First, with the vagaries in conducting a randomized controlled trial in the wild, you're liable to have unplanned imbalances arising naturally that will be much greater than these planned imbalances. It wouldn't typically be surprising to have sites assigned to one or the other treatment condition enrolling only one or two participants, and a couple of enthusiastic sites assigned the experimental treatment condition exceeding their intended allocation, perhaps even considerably if you're not monitoring their progress annoyingly frequently.
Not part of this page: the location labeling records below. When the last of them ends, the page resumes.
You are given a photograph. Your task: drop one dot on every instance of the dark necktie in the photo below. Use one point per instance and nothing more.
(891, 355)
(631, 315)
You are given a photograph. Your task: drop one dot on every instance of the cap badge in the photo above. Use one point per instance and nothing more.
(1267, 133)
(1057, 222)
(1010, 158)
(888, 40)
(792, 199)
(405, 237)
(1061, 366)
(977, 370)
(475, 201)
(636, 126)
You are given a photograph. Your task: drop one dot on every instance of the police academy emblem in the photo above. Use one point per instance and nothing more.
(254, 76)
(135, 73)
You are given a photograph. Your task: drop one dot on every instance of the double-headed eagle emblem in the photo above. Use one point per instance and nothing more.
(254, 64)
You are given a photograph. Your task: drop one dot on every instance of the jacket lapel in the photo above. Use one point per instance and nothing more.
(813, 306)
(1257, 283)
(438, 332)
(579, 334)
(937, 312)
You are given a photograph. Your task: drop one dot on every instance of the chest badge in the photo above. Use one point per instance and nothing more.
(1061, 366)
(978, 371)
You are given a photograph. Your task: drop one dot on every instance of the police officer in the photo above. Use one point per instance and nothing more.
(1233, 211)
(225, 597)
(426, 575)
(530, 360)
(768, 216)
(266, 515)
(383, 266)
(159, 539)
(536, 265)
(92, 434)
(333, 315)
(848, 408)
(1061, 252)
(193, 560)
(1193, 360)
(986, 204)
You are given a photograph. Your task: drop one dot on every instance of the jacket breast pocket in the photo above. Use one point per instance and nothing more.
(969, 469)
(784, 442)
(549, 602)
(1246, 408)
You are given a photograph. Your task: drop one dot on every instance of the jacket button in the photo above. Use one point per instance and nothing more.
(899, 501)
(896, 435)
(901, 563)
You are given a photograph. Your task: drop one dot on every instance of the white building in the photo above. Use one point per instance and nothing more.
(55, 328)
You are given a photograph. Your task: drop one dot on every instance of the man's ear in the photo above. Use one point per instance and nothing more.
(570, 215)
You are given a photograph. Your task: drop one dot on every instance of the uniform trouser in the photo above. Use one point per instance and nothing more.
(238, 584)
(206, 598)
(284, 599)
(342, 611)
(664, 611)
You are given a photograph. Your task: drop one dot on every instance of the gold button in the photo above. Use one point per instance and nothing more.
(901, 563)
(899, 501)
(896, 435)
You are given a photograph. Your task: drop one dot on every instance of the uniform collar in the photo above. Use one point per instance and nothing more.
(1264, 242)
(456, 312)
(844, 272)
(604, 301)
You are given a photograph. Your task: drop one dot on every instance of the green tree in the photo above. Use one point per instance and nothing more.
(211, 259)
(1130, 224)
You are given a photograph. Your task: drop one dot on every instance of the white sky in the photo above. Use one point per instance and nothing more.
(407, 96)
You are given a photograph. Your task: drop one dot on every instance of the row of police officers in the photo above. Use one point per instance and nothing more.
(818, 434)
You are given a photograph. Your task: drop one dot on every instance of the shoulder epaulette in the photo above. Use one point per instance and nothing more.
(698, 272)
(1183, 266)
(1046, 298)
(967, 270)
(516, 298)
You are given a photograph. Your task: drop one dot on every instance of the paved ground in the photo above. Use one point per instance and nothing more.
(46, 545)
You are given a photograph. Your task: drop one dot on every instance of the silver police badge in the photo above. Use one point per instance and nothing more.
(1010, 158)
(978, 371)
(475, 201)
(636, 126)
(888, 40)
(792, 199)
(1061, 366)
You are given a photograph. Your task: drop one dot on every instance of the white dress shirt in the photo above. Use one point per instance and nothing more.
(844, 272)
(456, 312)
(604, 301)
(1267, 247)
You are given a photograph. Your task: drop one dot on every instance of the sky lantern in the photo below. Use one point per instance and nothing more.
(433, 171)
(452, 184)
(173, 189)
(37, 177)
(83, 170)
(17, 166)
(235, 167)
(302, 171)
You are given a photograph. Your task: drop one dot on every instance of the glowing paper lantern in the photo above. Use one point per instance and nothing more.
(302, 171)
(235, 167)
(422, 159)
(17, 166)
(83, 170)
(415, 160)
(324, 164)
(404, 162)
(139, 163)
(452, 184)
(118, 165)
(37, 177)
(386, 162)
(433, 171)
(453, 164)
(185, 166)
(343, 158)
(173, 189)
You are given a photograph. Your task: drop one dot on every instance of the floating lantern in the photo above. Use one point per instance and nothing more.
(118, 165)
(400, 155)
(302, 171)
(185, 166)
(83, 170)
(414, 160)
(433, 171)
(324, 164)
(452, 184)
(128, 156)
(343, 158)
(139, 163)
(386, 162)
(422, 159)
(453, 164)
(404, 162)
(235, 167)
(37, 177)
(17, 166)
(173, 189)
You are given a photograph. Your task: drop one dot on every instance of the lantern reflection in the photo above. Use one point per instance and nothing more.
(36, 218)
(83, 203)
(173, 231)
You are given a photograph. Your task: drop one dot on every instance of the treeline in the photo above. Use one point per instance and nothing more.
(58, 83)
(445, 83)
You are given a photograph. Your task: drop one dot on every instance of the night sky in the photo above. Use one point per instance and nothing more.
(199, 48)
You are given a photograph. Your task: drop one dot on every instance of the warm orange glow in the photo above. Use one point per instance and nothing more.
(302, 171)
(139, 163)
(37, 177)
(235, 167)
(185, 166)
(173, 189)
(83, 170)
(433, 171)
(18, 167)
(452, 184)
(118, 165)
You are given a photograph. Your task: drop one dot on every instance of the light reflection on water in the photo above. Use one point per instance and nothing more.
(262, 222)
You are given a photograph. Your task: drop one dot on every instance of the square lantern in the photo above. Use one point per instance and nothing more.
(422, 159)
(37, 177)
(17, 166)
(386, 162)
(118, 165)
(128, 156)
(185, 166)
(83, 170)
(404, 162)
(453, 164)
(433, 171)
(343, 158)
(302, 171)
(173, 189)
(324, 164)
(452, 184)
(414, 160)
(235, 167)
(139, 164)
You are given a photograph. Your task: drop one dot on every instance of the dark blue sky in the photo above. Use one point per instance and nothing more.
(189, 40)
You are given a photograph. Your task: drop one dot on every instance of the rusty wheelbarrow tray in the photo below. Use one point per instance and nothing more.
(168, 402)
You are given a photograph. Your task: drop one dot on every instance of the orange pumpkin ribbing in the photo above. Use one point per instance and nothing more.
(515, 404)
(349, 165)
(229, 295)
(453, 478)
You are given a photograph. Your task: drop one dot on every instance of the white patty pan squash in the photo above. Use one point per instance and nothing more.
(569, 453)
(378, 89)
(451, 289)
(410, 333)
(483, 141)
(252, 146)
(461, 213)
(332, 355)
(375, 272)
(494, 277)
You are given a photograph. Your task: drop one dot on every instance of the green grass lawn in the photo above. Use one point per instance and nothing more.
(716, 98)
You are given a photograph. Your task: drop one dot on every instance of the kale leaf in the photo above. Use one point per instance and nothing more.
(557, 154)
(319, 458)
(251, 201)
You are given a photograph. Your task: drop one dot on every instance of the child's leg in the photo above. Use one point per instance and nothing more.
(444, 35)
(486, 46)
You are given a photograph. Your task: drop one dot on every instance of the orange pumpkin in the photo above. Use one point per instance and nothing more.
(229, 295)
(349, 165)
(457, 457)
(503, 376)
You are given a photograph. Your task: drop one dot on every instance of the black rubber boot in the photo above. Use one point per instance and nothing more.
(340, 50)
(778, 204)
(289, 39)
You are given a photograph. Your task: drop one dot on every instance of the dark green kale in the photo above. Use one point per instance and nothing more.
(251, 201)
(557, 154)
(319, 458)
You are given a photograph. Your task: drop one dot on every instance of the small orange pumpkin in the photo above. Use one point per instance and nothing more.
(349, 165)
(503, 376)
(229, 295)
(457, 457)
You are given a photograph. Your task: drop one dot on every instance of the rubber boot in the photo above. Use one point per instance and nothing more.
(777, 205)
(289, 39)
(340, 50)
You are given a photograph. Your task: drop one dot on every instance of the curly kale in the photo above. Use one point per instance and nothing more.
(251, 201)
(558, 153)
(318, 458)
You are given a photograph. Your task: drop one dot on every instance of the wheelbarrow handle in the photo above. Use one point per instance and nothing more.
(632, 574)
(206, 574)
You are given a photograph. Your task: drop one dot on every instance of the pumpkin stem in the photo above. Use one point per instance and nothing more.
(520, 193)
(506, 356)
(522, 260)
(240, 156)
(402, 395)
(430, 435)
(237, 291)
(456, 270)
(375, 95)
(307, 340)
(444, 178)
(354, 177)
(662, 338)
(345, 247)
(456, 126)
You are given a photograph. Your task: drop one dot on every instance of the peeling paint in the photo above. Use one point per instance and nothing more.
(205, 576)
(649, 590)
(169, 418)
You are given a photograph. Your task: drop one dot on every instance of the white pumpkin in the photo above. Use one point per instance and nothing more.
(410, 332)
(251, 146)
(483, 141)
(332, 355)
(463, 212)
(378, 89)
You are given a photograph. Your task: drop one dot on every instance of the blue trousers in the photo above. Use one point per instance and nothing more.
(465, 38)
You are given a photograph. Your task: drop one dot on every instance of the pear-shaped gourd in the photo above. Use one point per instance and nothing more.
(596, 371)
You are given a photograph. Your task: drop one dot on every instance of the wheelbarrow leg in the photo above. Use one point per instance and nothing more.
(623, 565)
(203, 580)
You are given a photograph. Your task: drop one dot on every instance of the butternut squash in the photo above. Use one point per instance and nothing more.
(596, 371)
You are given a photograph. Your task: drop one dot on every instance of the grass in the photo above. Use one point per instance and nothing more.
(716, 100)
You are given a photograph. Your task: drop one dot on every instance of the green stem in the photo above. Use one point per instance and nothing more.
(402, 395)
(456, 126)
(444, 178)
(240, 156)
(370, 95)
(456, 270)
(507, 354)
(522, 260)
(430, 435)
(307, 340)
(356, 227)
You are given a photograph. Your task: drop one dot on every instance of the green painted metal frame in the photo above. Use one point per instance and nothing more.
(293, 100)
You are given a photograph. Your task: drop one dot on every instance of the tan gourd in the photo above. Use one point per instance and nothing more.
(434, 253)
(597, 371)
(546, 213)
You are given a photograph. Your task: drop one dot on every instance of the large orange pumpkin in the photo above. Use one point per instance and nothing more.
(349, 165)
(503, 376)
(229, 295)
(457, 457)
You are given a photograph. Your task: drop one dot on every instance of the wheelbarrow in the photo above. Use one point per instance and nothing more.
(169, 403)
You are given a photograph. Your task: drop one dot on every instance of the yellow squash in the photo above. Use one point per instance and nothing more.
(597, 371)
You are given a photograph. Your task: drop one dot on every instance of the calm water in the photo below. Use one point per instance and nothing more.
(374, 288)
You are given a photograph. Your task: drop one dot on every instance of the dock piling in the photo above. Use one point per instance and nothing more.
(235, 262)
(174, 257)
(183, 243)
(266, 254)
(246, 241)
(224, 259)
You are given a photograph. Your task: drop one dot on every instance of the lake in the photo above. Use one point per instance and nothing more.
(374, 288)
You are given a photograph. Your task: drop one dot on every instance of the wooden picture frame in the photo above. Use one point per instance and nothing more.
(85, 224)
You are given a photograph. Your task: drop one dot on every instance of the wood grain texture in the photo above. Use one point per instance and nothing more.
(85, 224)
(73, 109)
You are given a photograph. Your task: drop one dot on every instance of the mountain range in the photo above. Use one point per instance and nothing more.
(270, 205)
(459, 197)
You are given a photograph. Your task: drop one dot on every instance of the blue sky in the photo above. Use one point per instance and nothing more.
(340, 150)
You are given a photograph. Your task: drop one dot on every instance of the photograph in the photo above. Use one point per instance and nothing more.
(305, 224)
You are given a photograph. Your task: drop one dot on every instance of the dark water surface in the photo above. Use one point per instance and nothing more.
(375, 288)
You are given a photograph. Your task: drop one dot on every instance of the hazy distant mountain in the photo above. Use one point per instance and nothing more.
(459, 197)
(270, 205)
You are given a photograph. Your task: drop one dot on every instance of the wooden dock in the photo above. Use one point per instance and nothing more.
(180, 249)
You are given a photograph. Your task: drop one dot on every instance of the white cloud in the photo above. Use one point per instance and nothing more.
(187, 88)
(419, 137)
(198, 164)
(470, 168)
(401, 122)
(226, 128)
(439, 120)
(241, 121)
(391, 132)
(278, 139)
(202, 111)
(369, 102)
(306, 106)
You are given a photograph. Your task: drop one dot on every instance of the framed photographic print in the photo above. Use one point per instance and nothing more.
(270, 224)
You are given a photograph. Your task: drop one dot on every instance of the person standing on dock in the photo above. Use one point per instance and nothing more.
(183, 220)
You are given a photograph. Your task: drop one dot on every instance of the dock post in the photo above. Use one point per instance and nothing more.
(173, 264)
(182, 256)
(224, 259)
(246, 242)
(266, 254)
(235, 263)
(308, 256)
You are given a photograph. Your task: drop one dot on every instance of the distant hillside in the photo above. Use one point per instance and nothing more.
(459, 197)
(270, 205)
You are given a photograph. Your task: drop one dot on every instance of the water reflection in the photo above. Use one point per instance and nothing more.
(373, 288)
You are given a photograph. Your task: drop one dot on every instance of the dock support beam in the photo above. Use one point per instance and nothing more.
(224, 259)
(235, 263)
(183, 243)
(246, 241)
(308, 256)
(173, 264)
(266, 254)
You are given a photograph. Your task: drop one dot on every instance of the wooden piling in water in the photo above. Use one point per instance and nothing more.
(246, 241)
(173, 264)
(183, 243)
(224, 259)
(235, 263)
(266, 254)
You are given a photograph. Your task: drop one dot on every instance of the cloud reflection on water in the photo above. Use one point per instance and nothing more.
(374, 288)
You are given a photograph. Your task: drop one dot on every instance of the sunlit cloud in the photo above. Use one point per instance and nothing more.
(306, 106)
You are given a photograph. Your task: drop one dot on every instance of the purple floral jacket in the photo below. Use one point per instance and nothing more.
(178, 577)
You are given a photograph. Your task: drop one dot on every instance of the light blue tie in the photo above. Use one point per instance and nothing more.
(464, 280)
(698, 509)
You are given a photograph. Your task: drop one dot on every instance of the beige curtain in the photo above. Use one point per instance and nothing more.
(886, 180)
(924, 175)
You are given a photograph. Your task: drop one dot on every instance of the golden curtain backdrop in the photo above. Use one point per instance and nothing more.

Second, again, with an ICC of 0.01, you might as well estimate sample size on the basis of independence, and add an overage in order to accommodate retrospectively ineligible, drop-out, lost-to-follow-up or otherwsie unevaluable cases. This is a common practice in planning a trial, and it has the added advantage in hedging the bet on the sample size estimation a little.

Third, a bigger issue with your sample size calculation than planned differential enrollment by treatment group site, is whether the assumed effect size might be a little optimistic, beginning with 20% versus 50% (an odds ratio of 4) in the first post above and now 1% versus 7% (an odds ratio of 7.5). Likewise, your basis for revising the assumed ICC to one twenty-fifth of the original could be challenged.

Thanks again for your replies.

I should clarify that the values in my initial post were purely there as dummies while writing the code rather than actual values used in the sample size calculations.

I am glad to read that variation from originally planned cluster sizes do happen and are not a big deal!

I commented out the -xtlogit- line and the lines for rho and pos and the ado now works correctly; out of curiosity, how could I include both -xtlogit- and -clchi2-?